Wednesday, June 22, 2011

Day 128- Pound melting workout



Meal 1: (7:00 AM - BREAKFAST) 
1 1/2 cups liquid egg whites
1 1/2 cups of spinach 
1/4 cup red and green bell pepper
1 slice of ezekiel bread  
Salt and pepper



Post workout: (9:00 AM)
Cinnamon swirl protein pancakes
Ingredients:
  • 1/4 cup oat flour 
  • 1/2 scoop Vanilla Whey Protein
  • 1/4 cup liquid egg white
  • 1/3 cup almond milk
  • 2 tablespoons Fage Total 0% plain Greek yogurt
  • 1/4 tsp baking powder
  • Pinch Sea Salt
  • 1 TBS Torani sugar-free Cinnamon & Brown Sugar syrup
  • 1 Stevia packet
  • 1/2 tsp vanilla extract
  • 1 TBS All-Natural {no sugar added} Applesauce
Topping

  • 1/2 tsp cinnamon
  • 2 tsp Splenda
  • 1/2 TBS caramel syrup
    Blueberries 

Directions
  1. Mix all of your ingredients together till blended well. Preheat oven to 400 degrees and lightly spray with Pam Olive Oil spray. Before baking sprinkle cinnamon and sugar on top.

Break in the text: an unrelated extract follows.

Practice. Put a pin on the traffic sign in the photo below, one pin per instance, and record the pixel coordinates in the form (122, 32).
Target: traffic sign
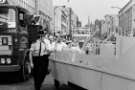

Meal 2: (12:00 PM - LUNCH)
2 Badaway muffins
    Meal 3: (3:30 PM - SNACK)
    BD's Mongolian Grill Stir Fry
     
    Meal 4: (4:30 PM - DINNER)

    PB2 protein shake
    ingredients:
    • 1/2 heaping scoop vanilla protein
    • 
1 tbs JELL-O brand Sugar Free Fat Free Instant Cheesecake

    • 1 tbs Philly Cream Cheese Fat Free

    • 1/2 tsp cocoa powder
    • 2 tbsp Fat Free Cottage Cheese

    • 1 tbsp pb2

    • 1/4 cup Almond Milk, Vanilla Unsweetened

    • 1/4 cup Liquid Egg Whites

    • 2 tbs Sugar Free hazelnut Syrup
 6-7 ice cubes


    Meal 4: (7:30 PM)
    5 egg whites with spinach, onion, and bell pepper





    Pound Melting Workout

    Instructions:
    Set your interval timer for 12 rounds of two intervals. The first interval is 10 seconds (rest) and the second interval is 50 seconds (max. effort). You will go through the circuit of the following exercises twice and your goal is to complete as many reps as you can for each exercise.
    1. Reptile Toe Touch Push Up
    2. Sandbag Side Lunge Knee Up (right leg)
    3. Sandbag Side Lunge Knee Up (left leg)
    4. Crab Fighter (right leg)
    5. Crab Fighter (left leg)
    6. Sandbag Squat
    Reptile Toe Touch Push Up
    Start in a plank position. Touch your right toes with your left hand by tucking your right knee in diagonally and across your body.
    Tip: If you have difficulties touching your toes, then slow down and focus on proper form and execution of this exercise. If you can’t touch your toes due to lack of flexibility or strength, then do your best reaching towards your toes.
    After you touch your toes, extend the leg and then bring the right knee towards your right elbow while bending your elbows and lowering your body towards the ground. Push up and return into the plank.
    Tip: Freddy got some great shot of this exercise in the video so make sure to watch it to see it in motion.
    This is a new exercise for me and I love it – it brings a new challenge to the already intense Reptile Push Up. I did 11 reps in the first round and 10 reps in the second round.
    Sandbag Side Lunge Knee Up (left leg, right leg)
    Bring the Sandbag onto your right shoulder and lunge sideways with your right leg. Bring your knee up as your push your hips forward.
    This exercise was super hard because of the weight of my Sandbag (about 35 lbs) and these were my reps:
    right leg – 17, 13 reps
    left leg – 17,  13 reps
    Crab Fighter
    Start in the Crab position with your right leg up and extended. Turn your body over towards the right side and kick your right leg up.
    This exercise is also new and it’s a mix of bunch of exercises that we have been already doing in our workouts. It’s an amazing core exercise especially if you put a lot of energy into it and push for max. reps.
    My reps were:
    right leg – 11, 12
    left leg – 11, 11
    Sandbag Squat
    Grab the Sandbag by it’s handles and bring it up to hold it in front of your chest. Your feet should be little bit wider than shoulder width appart, and your knees and feet pointing slightly outwards. Push your hips back as you squat down and try to keep your shins as vertical as possible shifting the weight towards your heels. Bring your butt below your knees and then push off of the heels and rise up.